The DVD features commentary by Paul Schrader, his first such audio track, guided and prodded by critic Maitland McDonagh, who does her best to draw the director out of his long silences and launch him into his fascinating production stories. --Sean Axmaker
Customer Reviews
a sobering movie
Well, I love Schrader and his moralistic style, to begin with. But anyway, Blue Collar has held up pretty well through the years, despite the changing face of the American workplace. It's a great movie, an American classic.
Well directed and acted!
This is as real as real can get far as life on the assembly line in the Motor City went. Richard, Yaphett and Harvey along with the other actors in this movie did a superb job portraying the blue collar working men inside of the factory plants. The way corruption in the union was exposed was on point. This is definitely one of Richard Pryor's best films. It ranks in the top three in my book.

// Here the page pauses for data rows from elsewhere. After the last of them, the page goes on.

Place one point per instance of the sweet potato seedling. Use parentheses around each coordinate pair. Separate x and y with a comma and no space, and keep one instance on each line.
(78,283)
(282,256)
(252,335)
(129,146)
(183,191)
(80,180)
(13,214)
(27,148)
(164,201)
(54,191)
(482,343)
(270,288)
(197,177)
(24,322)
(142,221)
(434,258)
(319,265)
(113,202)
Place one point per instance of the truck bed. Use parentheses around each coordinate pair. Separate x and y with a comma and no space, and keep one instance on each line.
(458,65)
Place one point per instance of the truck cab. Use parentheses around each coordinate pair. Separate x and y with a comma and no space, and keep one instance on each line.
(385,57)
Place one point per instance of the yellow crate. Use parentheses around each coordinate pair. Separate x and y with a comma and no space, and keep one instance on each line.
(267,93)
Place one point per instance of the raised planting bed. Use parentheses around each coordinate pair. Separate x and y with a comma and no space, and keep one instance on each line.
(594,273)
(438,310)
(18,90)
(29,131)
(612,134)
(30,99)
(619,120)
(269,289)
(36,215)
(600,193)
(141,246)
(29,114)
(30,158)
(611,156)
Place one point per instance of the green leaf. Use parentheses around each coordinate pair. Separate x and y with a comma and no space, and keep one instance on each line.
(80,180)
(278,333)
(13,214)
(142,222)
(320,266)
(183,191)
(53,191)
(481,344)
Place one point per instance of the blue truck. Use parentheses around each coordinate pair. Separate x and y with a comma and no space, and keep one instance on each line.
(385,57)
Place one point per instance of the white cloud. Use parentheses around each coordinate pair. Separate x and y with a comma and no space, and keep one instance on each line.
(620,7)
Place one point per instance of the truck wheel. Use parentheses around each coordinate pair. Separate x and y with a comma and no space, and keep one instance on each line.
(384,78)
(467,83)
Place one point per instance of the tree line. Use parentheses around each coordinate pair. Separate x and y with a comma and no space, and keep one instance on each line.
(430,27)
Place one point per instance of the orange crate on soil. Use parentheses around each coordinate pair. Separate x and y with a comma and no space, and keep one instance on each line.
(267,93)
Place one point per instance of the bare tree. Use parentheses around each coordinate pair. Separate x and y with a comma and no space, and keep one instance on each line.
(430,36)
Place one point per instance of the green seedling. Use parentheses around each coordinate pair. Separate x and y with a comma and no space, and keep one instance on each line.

Good to nearly the last drop
I had heard good things about "Blue Collar" and the movie generally lived up to that praise. I was reminded how profane Richard Pryor was but I was also reminded that he had a special talent that his mimicers never did. I could handle it but I had to turn it down so that my wife and son couldn't hear the twelve letter words in the other room.
I liked the way the plot developed but I didn't care for the way it ended. We get the general layout through a series of scenes that show three men who work at an auto plant in Detroit. They are stressed at home financially, at work intellectually, and by their union frustratingly. One of the three gets an idea about how they could make a killing and stick it to their union at the same time. The plan backfires but an incriminating union ledger falls in their lap. They seek to cash in on the ledger.
"Blue Collar" gives a depressing look at assembly-line workers. Work is hard, pay is cheap and no one seems to understand their plight. However, I had been under the impression an auto worker's job was top of the line assembly line work. High pay and benefits are what I understand the job to be. Anyway, that isn't to say that life's not still a struggle for these guys but I felt I was asked to sympathize a bit too much with their economic circumstances. However, what left me really disappointed was the clumsy way the writer and director handled the possibilities of the union ledger. I thought a different direction on that subject could have made for a much improved movie. However, I felt that the writer and director took their characters and sacrificed our investment in them to make a political point that made for a weaker ending. I don't have to have a happy ending but I wanted something more than I got. It was fun along the way but the film ran out of gas at the end.